Majdal Selem (مجدل سلم) is a municipality in the Marjayoun District in Southern Lebanon.

==Etymology==
According to E. H. Palmer, the name Majdal Islim means Islim's watch-tower, p.n.

Kherbet Selem means Fortress of Peace, or Peace Fortress.

==History==
In 1596, it was named as a village, Majdal Salim, in the Ottoman nahiya (subdistrict) of Tibnin under the Liwa Safad, with a population of 51 households and 8 bachelors, all Muslim. The villagers paid a fixed tax-rate of 25 % on agricultural products, such as wheat, barley, olive trees, fruit trees, vegetable and fruit garden, orchard, goats, beehives, in addition to "occasional revenues" and a press for olive oil or grape syrup; a total of 9,110 akçe.

In 1875, Victor Guérin found that the village had about 300 Metawileh inhabitants. He further noted: "A mosque, now abandoned and falling into ruins, has succeeded here a Byzantine church, the materials of which have been used in building it. Over one of the windows is a stone (apparently once the lintel) with an old Greek inscription, the characters of which are too much defaced to be read. A monolithic column lies beside it, half buried in the ground, surmounted by a capital sculptured in form of open basket work."
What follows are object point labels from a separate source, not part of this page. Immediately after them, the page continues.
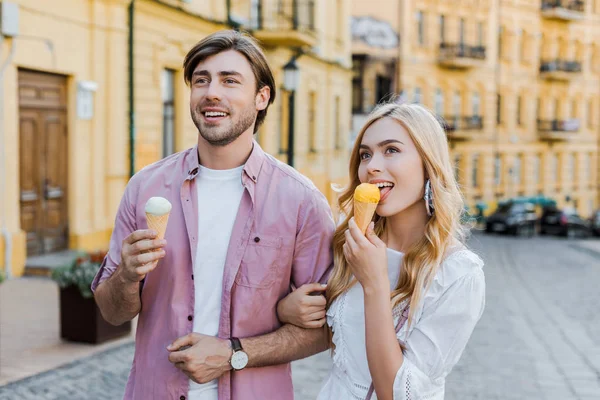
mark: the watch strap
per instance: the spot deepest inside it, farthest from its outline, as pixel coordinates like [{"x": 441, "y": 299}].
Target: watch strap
[{"x": 236, "y": 345}]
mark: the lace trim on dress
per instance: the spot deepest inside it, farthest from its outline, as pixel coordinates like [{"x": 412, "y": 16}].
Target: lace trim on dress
[{"x": 334, "y": 320}]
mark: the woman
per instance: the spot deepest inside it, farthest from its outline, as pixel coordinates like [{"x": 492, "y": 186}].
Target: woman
[{"x": 402, "y": 300}]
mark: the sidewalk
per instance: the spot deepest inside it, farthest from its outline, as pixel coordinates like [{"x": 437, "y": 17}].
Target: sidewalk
[
  {"x": 30, "y": 340},
  {"x": 591, "y": 245}
]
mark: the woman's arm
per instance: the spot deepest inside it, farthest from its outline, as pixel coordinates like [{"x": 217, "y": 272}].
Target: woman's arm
[{"x": 304, "y": 307}]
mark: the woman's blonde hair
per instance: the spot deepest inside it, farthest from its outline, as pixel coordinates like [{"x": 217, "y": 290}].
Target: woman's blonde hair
[{"x": 443, "y": 229}]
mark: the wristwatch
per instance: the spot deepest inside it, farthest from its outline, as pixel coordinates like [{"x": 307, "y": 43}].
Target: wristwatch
[{"x": 239, "y": 359}]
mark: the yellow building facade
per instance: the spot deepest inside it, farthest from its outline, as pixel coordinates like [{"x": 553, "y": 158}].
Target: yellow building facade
[
  {"x": 516, "y": 82},
  {"x": 65, "y": 123}
]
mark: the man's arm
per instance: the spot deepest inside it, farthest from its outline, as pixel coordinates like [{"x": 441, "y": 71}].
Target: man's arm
[
  {"x": 116, "y": 286},
  {"x": 205, "y": 358},
  {"x": 287, "y": 344}
]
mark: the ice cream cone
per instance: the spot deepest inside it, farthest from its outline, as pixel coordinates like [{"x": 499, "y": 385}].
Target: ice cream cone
[
  {"x": 366, "y": 198},
  {"x": 158, "y": 223},
  {"x": 157, "y": 215},
  {"x": 363, "y": 214}
]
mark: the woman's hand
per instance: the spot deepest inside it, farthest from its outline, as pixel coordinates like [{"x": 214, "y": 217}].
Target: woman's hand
[
  {"x": 304, "y": 307},
  {"x": 366, "y": 257}
]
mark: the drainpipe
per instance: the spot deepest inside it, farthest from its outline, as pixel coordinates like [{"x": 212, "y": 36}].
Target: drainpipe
[
  {"x": 131, "y": 11},
  {"x": 3, "y": 169}
]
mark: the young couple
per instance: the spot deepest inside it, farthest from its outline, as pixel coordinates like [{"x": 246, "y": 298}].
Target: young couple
[{"x": 216, "y": 315}]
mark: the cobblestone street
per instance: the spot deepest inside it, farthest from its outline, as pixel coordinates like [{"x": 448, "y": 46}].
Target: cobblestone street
[{"x": 539, "y": 337}]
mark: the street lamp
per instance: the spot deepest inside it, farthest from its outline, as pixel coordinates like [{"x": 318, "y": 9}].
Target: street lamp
[{"x": 291, "y": 76}]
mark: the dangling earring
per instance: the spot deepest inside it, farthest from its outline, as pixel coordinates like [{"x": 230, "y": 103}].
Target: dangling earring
[{"x": 428, "y": 197}]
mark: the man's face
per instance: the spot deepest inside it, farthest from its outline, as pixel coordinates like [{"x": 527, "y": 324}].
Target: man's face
[{"x": 224, "y": 101}]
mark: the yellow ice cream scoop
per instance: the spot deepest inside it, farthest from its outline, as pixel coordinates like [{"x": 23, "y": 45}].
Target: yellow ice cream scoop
[
  {"x": 367, "y": 193},
  {"x": 366, "y": 198}
]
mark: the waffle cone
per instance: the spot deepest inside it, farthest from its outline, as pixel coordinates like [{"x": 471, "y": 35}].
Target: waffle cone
[
  {"x": 158, "y": 223},
  {"x": 363, "y": 214}
]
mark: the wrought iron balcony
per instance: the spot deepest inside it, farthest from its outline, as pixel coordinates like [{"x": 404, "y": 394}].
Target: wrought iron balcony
[
  {"x": 289, "y": 23},
  {"x": 461, "y": 55},
  {"x": 566, "y": 10},
  {"x": 559, "y": 69},
  {"x": 462, "y": 127},
  {"x": 556, "y": 129}
]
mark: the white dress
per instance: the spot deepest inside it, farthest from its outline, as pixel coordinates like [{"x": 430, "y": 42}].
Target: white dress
[{"x": 441, "y": 327}]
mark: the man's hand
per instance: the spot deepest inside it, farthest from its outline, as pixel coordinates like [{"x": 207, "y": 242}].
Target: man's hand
[
  {"x": 304, "y": 307},
  {"x": 140, "y": 254},
  {"x": 207, "y": 358}
]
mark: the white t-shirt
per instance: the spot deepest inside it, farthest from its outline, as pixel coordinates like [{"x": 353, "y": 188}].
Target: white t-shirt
[{"x": 219, "y": 196}]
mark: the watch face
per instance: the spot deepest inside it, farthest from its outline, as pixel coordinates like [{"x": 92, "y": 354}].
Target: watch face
[{"x": 239, "y": 359}]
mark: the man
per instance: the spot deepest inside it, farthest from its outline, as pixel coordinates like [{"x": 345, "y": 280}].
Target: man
[{"x": 243, "y": 228}]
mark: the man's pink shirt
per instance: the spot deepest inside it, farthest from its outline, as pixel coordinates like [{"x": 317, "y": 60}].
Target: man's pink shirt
[{"x": 282, "y": 235}]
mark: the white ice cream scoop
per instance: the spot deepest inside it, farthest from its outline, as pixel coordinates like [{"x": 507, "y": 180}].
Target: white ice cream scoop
[{"x": 158, "y": 206}]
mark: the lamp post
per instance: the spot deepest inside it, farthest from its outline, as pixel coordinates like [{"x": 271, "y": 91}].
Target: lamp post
[{"x": 291, "y": 75}]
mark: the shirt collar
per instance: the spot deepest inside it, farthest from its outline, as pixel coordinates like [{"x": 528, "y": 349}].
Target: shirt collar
[{"x": 251, "y": 168}]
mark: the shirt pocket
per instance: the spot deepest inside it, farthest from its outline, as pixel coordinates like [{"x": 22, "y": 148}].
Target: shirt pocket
[{"x": 258, "y": 268}]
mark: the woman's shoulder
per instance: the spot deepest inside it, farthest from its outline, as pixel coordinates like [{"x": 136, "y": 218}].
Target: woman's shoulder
[{"x": 459, "y": 263}]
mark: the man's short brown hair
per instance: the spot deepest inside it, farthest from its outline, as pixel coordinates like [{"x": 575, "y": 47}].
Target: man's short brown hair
[{"x": 244, "y": 44}]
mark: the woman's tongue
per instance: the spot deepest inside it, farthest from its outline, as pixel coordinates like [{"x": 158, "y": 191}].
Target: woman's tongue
[{"x": 384, "y": 191}]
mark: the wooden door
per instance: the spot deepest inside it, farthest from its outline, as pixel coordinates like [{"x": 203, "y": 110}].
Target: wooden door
[{"x": 43, "y": 161}]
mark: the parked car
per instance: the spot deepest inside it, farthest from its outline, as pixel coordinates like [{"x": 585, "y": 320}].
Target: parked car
[
  {"x": 595, "y": 223},
  {"x": 516, "y": 218},
  {"x": 565, "y": 222}
]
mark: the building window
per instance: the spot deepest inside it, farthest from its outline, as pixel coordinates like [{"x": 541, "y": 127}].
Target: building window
[
  {"x": 586, "y": 168},
  {"x": 475, "y": 171},
  {"x": 500, "y": 34},
  {"x": 497, "y": 170},
  {"x": 519, "y": 104},
  {"x": 498, "y": 109},
  {"x": 476, "y": 105},
  {"x": 420, "y": 27},
  {"x": 312, "y": 122},
  {"x": 439, "y": 102},
  {"x": 516, "y": 172},
  {"x": 417, "y": 96},
  {"x": 552, "y": 159},
  {"x": 570, "y": 175},
  {"x": 457, "y": 105},
  {"x": 168, "y": 98},
  {"x": 536, "y": 169},
  {"x": 457, "y": 161},
  {"x": 384, "y": 88},
  {"x": 336, "y": 119},
  {"x": 442, "y": 29},
  {"x": 357, "y": 74}
]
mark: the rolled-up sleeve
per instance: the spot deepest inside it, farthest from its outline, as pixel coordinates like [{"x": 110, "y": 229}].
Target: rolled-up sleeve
[
  {"x": 125, "y": 224},
  {"x": 439, "y": 337},
  {"x": 313, "y": 256}
]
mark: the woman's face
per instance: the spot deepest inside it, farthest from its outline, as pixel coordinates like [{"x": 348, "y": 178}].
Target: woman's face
[{"x": 389, "y": 159}]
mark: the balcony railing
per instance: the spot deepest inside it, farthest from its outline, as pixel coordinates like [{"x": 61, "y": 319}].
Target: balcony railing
[
  {"x": 563, "y": 9},
  {"x": 278, "y": 22},
  {"x": 557, "y": 129},
  {"x": 461, "y": 55},
  {"x": 459, "y": 126},
  {"x": 559, "y": 69}
]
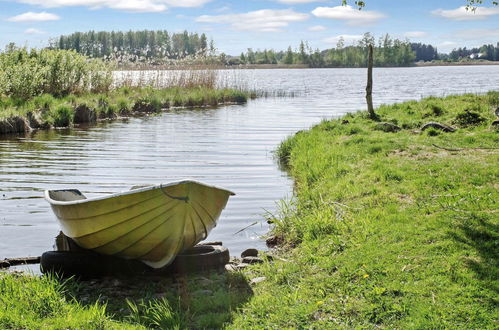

In 1881, the PEF's Survey of Western Palestine (SWP) described it as a "large village, built of stone, of ancient appearance, containing about 500 [..] Metawileh [..]. Situated on table land, surrounded by olives and arable land. Water supply from a large masonry birket and many cisterns." They further noted: "Village containing several good lintels and remains of ruins; an ancient road leads from the village to the Birkeh."

On 15 February 1993, the village was attacked by Israeli helicopter gunships following an attack on SLA positions earlier in the day. During the 1996 Israeli seventeen day bombardment of south Lebanon the Nepalese UNIFIL position in Majdal Selem was hit by eight shells and extensively damaged.

On 5 December 1997, three civilians were killed by a roadside bomb. The bomb was believed to have been planted by an Israeli commando special unit. Including this event forty-three civilians had been killed in southern Lebanon in 1997.

On 8 January 2024, Israeli forces killed Wissam al-Tawil, the deputy commander of Hezbollah's Redwan Force, in an airstrike against his vehicle in Majdal Selem. . Following the 2026 conflict with Israel, Hezbollah buried 39 of is fighters in a mass funeral alongside 4 civilians killed during the war .

==Demographics==
In 2014 Muslims made up 99.61% of registered voters in Majdal Selem. 99.37% of the voters were Shiite Muslims.